Le projet de loi soumis aujourd'hui au Sénat tend à ne
créer un délit puni de six mois d'emprisonnement et de 50.000
francs d'amende qu'en cas de
récidive
dans le délai
d'un an
de l'infraction de dépassement de la vitesse maximale
autorisée de plus de 50 km/h. Le texte proposé appelle plusieurs
réflexions.
· En premier lieu, il convient de s'interroger sur l'opportunité
de la création de ce nouveau délit. Les excès de vitesse
sont actuellement punis de l'amende prévue pour les contraventions de la
quatrième classe (5.000 francs au maximum) et d'un retrait de points du
permis de conduire (un point pour un dépassement de la vitesse maximale
inférieur à 20 km/h, deux points pour un dépassement
compris entre 20 et 30 km/h, 3 points pour un dépassement compris entre
30 et 40 km/h, quatre points pour un dépassement de plus de
40 km/h). Ce dispositif spécifique n'exclut cependant pas la
poursuite d'un automobiliste ayant commis un excès de vitesse sur le
fondement de la mise en danger d'autrui, conformément à l'article
223-1 du code pénal.
L'article 223-1 du code pénal dispose que "
le fait d'exposer
directement autrui à un risque immédiat de mort ou de blessures
de nature à entraîner une mutilation ou une infirmité
permanente par la violation manifestement délibérée d'une
obligation particulière de sécurité ou de prudence
imposée par la loi ou le règlement est puni d'un an
d'emprisonnement et de 100.000 F d'amende ".
Les travaux préparatoires du nouveau code pénal montrent que le
législateur, en instituant ce nouveau délit, avait en particulier
à l'esprit le domaine de la sécurité routière. Dans
ces conditions, on pourrait considérer que le dispositif actuel est
suffisant pour réprimer les grands excès de vitesse.

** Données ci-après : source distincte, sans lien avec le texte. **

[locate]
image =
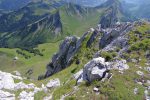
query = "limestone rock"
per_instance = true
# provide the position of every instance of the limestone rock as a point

Toutefois, dans certaines affaires intervenues ces dernières
années, le juge a estimé que la mise en danger d'autrui
n'était pas constituée, de sorte que des automobilistes auteurs
de très grands excès de vitesse se sont vus condamnés
à de simples peines d'amende. Le projet de loi tend à combler
cette carence en prévoyant que le grand excès de vitesse
constitue en tant que tel un délit, dès lors qu'il est commis
moins d'un an après une condamnation définitive pour la
même infraction.
· On peut, en second lieu se demander s'il ne serait pas opportun de
prévoir une gradation des sanctions prévues, dans la mesure
où le dépassement de la vitesse maximale autorisée de plus
de 50 km/h peut avoir des conséquences plus graves dans une
agglomération que sur autoroute.
Toutefois, la mise en place de seuils différents pour la constitution du
délit, en fonction du lieu où l'infraction est commise, rendrait
cette mesure peu lisible, alors même que la réglementation en
matière de circulation routière est déjà d'une
grande complexité. Il paraît préférable de conserver
la référence à un seuil unique de 50 km/h de
dépassement de la vitesse autorisée pour la constitution du
délit.
En troisième lieu, il convient de souligner que les cas dans lesquels
une contravention se transforme en délit en cas de récidive sont
fort rares, même s'il est possible d'en trouver quelques exemples, l'un
d'entre eux figurant dans le code de la route. L'article L. 12 de ce code
prévoit ainsi que toute personne qui, en récidive, aura conduit
un véhicule sans être titulaire du permis de conduire
correspondant à la catégorie du véhicule concernée
sera punie d'un emprisonnement de deux ans et d'une amende de 30.000 F.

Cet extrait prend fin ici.